The UK general aviation (GA) community is bracing itself for a bitter and protracted battle with 27 European Union member states whose widespread opposition to the instrument meteorological conditions (IMC) rating for pilots has forced its exclusion from the European Aviation Safety Agency draft regulation for flight crew licences (FCL).

The agency is developing a set of common standards across 31 EASA member states which will be enforceable by European law.

The IMC rating is unique to the UK due to the country's notoriously unpredictable weather and has been in existence in its various forms since 1970. The UK Civil Aviation Authority, the only national aviation authority to voice its support for the rating, says it is designed to train pilots to rescue themselves from inadvertent entry into deteriorating weather conditions.

The authority has issued around 25,000 IMC ratings to holders of air transport, commercial and private pilots licences, of which 2,300 are still current. "The IMC rating has been a safety boon," says the CAA. "There have been eight air proxes in seven years involving commercial aircraft in IMC conditions, but none of these involves a GA pilot with an IMC rating."

"A lot of people have spent time their time and money on a rating that will allow them to operate safely in bad weather and save their lives and others.
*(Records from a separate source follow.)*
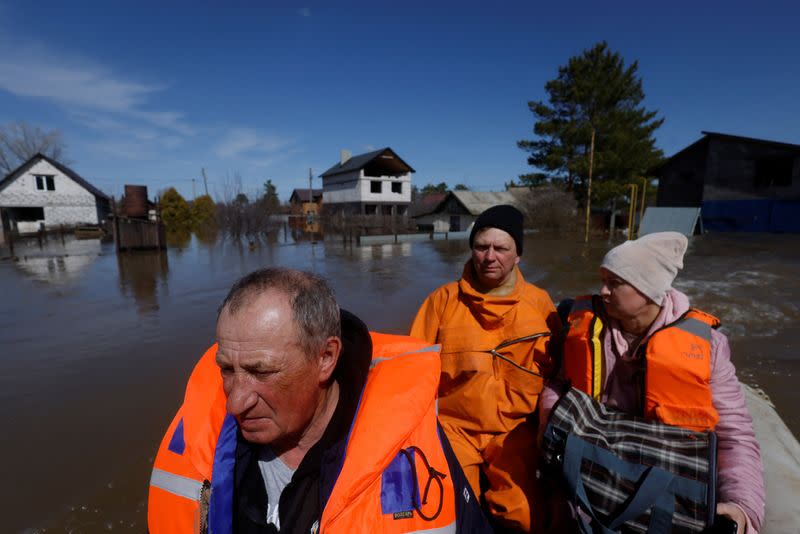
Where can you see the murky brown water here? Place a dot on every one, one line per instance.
(96, 348)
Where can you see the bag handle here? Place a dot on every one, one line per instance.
(654, 487)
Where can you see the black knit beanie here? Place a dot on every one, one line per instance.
(503, 217)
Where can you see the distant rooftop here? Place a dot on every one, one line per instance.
(384, 159)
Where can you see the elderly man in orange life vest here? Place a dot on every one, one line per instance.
(300, 420)
(494, 329)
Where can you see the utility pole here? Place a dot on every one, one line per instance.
(589, 192)
(641, 212)
(632, 208)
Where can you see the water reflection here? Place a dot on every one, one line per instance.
(121, 339)
(381, 252)
(178, 238)
(139, 275)
(59, 262)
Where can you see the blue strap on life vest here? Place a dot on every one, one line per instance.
(220, 506)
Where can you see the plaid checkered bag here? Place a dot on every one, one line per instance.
(628, 474)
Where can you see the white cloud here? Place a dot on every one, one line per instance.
(240, 142)
(76, 83)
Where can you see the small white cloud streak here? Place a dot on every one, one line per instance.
(75, 83)
(240, 141)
EASA doesn't have a right to take this away," says a GA pilot.

The CAA and GA supporters have done a substantial amount of lobbying at European level to convince EU member states and stakeholders of the need to protect the rating.

However the opposition is widespread with countries including France, Germany, Italy and Poland appearing resolute.

"Apart from the UK nobody has come out in support of the rating. A number of states are saying nothing at all," says EASA deputy head of flight standards Eric Sivel. Opponents, which also include commercial operators, argue that rather than improve safety, the IMC rating encourages pilots to take unnecessary risks.

"Our opponents argue that if pilots choose to fly in IMC conditions they should get a proper instrument rating, but these are very time-consuming, costly and unnecessary as most of the time they are flying under visual flight rules and in visual metrological conditions," says the CAA.

The draft FCL regulation is scheduled for publication by March and should be adopted early next year following consultation, comment and review periods. EU and EASA member states then have a three-year transition period to implement the changes. EASA says it "supports the preservation of some sort of IMC flying in Europe" and is keen to find a solution.

"Although the IMC rating has not been included in the draft, pilots can continue flying with the rating until the end of the transition period in 2012. But over the next four years work we will work to build support for IMC flying throughout the EU member states," it says.